Oh, and always be nice. You won’t regret that either.
What advice or tips would you give to a new business owner?
A business owner needs three people supporting them. The first is a business coach. Finding and hiring a business coach was the best thing I could have ever done for myself. Plus, since my coach is also my CPA, he advises me on all things numbers and taxes.
Two, a great attorney (or two). I work with a firm that specializes in small businesses. They’re amazing! Any time I need employee contracts drafted, a lease reviewed, or legal counsel, I turn to them. I also have a trademark attorney who has protected my business’s name and products. Both types of attorneys are so important to have.
Third, you need insurance. You cannot be over-insured! Make sure that you’re getting enough coverage for your business, but you also need to cover things like liability, advertising injury, theft, and fire. I can honestly say that having all of these bases covered has saved my business more than once.
What’s next for your business?
Our overarching goal remains the same, no matter how much we grow or how many people we serve. We want to give our clients a gorgeous glow and a wonderful experience. Our short-term goals will be to develop a more active blog and stay connected to our community through partnerships and sponsoring events. In the long-term, we may see more Glow Lounge locations popping up throughout the Twin Cities. We shall see!
What do you believe is your single strongest skill that’s helped you succeed?
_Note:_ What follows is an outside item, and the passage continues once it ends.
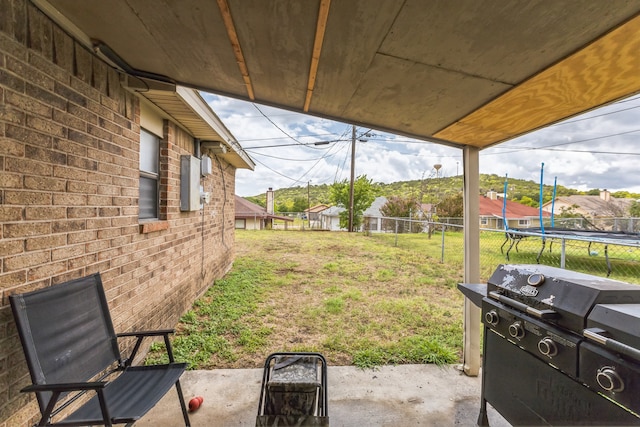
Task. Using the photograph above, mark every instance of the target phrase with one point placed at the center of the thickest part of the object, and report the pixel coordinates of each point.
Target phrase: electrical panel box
(189, 183)
(206, 166)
My determination and DIY nature. The desire to make my own path and be in charge of my schedule has been a driving personality trait since I was young. It shaped my career path and eventually led to starting my own business. When I open a new location, my husband and I do nearly all the construction and design work ourselves. I like being involved in the process of building my dreams and seeing my ideas come to fruition through hard work.
But this doesn’t mean that I’m fiercely independent or inflexible—I definitely need help! As much as I wanted to chase my goals according to my own vision, I lean heavily on a few very important people. I strive to be a leader who is also a team player.
Tell us about your life outside of your business.
It sounds cliché, but I enjoy entertaining and being with friends and family. I’m quite a homebody and love to spend time at home with my husband and our puppy, Pickle. I also love to travel. Three years ago, we purchased land on the Big Island of Hawaii, and we’ve been working on building a little home there. For now, we spend time in the winter out there and hope to move there someday.
Quick Fun Facts
What’s your favorite charity?
Melanoma Research Foundation
What age do you want to retire at?
I don’t know about fully retire—I think I’ll always have my hands in some kind of endeavor. But I’d like to slow work down around age 45.
One travel location on your bucket list?
Are you an introvert or extrovert?
Definitely an introvert.
What is your favorite blog, podcast, or book?
My favorite podcast is “How I Built This.” My favorite audiobook is The Power of Vulnerability by Brené Brown. It was life-changing, and I listen to it a couple times a year.